6.2. Performance of DCMG Multibus Muti-Voltage

In order to validate multibus multi-voltage DCMG architecture concept two trajectories in the architecture are tested by simulation. Only state feedback controller as local control stage is included, no higher level controllers are considered. PECs are enabled by an digital signal and the output voltage reference signal. First trajectory to evaluate appear in Figure 26.
Primary DC bus is generated by a single boost converter and supplies the following elements: a single 1.2 kW converter that supplies a 100 W electronic load; a 3.3 kW converter to generate secondary DC bus that supplies a 400 W converter to supply six tandems Cuk driver-LED luminaire as final load. Simulation results are shown in Figure 27.
Significant oscillations appear at the beginning of the simulation in primary bus, see Figure 27a; this kind of transient can be overcome using a secondary control loop in a centralized communication configuration for DCMG. Then, reduced amplitud oscillations are produced in primary bus by input capacitors in load converters being connected to primary or secondary buses. At 0.3 s, 1.2 kW converter is enabled and a smooth transient is produced in the primary bus Figure 27b. At 0.8 s secondary bus is established by 3.3 kW converter and corresponding transitory can be noticed in primary bus, again a negative exponential voltage dynamics can be noticed at the starting of simulation, see Figure 27c. Some results of the same test are presented in Figure 28.
Once 1.2 kW is enabled at 0.3 s, further at 0.5 s a personal computer is turned on, Figure 28. Waveforms are: in Figure 28a, principal bus voltage and Figure 28b, 1.2 kW converter output voltage are used like time references; Figure 28c shows current input electronic load enabled at 0.5 s, some ripple can be seen caused by loads dynamic in secondary bus. More results are presented in Figure 29.
Waveforms are: Figure 29a, primary bus voltage; and Figure 29b, 1.2 kW converter output voltage are used like time refrences; Figure 29c represents a tertiary lighting bus enabled at 1 s by 400 W converter, well regulated 48 V bus can be seen despite connection/disconnection of tandem driver Cuk-LED luminaries. The furthest functional trajectory for DCMG is from boost converter to lighting tandem driver-luminary, Figure 30 shows this power path.
Waveforms are: in Figure 30a, primary bus voltage as time reference; 400 W voltage output converter, Figure 30b, finally, Cuk convertert voltage output to supply one of the six luminaries on the set, see Figure 30c. The same longest trajectory is reviewed again, but luminaries connection appear in Figure 31.
In Figure 31a, primary bus voltage as time reference is shown; secondary bus is shown in Figure 31b, in Figure 31c, 400 W converter current output suppling six tandem Cuk driver-LED luminary connection sequence, current ripple increases when another luminary is connected, at full load condition current ripple is about 10% of nominal inductor current.
A second test is done, now all three boost converters generate the primary bus, but the rest of the converters in the DCMG remain the same, again the aim is to supply an electronic load in primary bus and group of six tandem driver-luminary from secondary bus. An scheme of the new trajectory is presented in Figure 32.
In this case, it is necessary to verify current sharing using feedback state as local control strategy. The most important differences against test one appear in Figure 33, primary bus voltage presents starting transient with longer settle time than test one, see Figure 33a. Figure 33b shows total current from three boost converter and it is important to realize current in Figure 33c, one boost converter current output is same waveform that total current but divided by three.

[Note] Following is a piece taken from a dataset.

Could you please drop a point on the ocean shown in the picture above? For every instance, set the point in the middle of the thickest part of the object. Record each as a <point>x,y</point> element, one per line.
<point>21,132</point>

6.3. Performance of DCMG with EMS

The EMS start-up stage let a pre-charge in the boost converter input capacitor then closed loop operation at one tenth of PEC rating power is perform, a simulation of this sequence using one of the 380 V output boost is shown in Figure 34.
In Figure 34a input capacitor is charge through the thermistor at low temperature resistance value ( 10   Ω ), at 0.4 s thermistor reduce its resistance value by temperature increase ( 0.22   Ω ). Figure 34b, at the begining a transient current flows through inductor to charge output capacitor, at 0.8 s a second transient take place because the enable signal is set. In Figure 34c since the simulation starts, voltage output has the same value than input voltage by converter particular behavior. When converter is enabled reference value moves smoothly from pre-charge value to rating value, 0.8 s–1 s.
The star-up test stage considers eight source PECs, then 256 possible combination exist. Nevertheless, EMS prioritizes the usage of harvested power on PV array, then, as many times as possible, DCMG starts by using power collected in PV arrays through boost converters. Next simulation uses an incremental counter as input to EMS start-up to get the adequate signal output after the test, see Figure 35.
According to S C vector, in Table 12, given values from 1 to 15 represents system start with PV arrays. If PV arrays do not pass the test, algorithm assumes as result one of the following: 16 (primary bus ESS batteries), 32 (secondary bus ESS batteries), 48 (both buses ESSs), 64 (power incoming from mains through primary bus), 128 (power incoming from mains through secondary bus), 192 (power incomng from mains through both buses). If there is no source able to supply power to the system output value is 0, it means, DCMG remains in off state and the building should be powered in a typical way, as an ultimate emergency action. A complete start-up test sequence is shown in Figure 36.
In Figure 36a, primary and secondary buses are established by one boost converter each, it is assumed that only this two PECs passed the initial test. In Figure 36b, v 0 = S P V 1 and v 3 = S P V 4 takes ‘1’ value and the other two least significant bit renains in ‘0’, finally, in Figure 36c the most significant four bits, related to ESSs batteries and DC–AC converters keeps on ‘0’.

7. Conclusions

In this paper a novel concept for DCMG architecture classified as multibus multi-voltage is presented, this development is suitable for building already in operation where different kinds of loads with a variety of current and voltage requirements must be supplied. This concept of architecture main advantage is reliability for final users, according to typical multibus schemes.
A hierarchical control structure is proposed to govern the system. Relative to local control strategy: average models of all PECs topologies included in the proposed DCMG are obtained by using switching functions. Passive elements values for each converter are obtained using well known procedures. Finally, feedback state controllers are design, then they are tuned from the desired polynomial based on overshoot percentage and settle time, further Ackemann method is used to obtain gains values for boost and DC–DC full bridge converters, all versions. PI classic controllers are used in Cük an DC–AC converters.
For higher supervisory control level, a EMS based in Petri net theory is proposed as coordinated control stage. EMA consist of three parts, a start-up test to define the initial state of the system. After initial state is set, connection-disconnection of source PECs is performed by set of FMSs which enable the needed transitions for the required state. In same manner, S C vector sets an specific FMSs to go through its states to add or shed loads PECs.
Simulation results for every converter in stand-alone operation are presented in order to validate each version performance in closed loop with feedback state controller as local control stage, here inductor ripple criterion is verified. Some trajectories of the DCMG architecture are under test to verify system operation and validate the concept. Some EMS operations are presented to validate supervisory control.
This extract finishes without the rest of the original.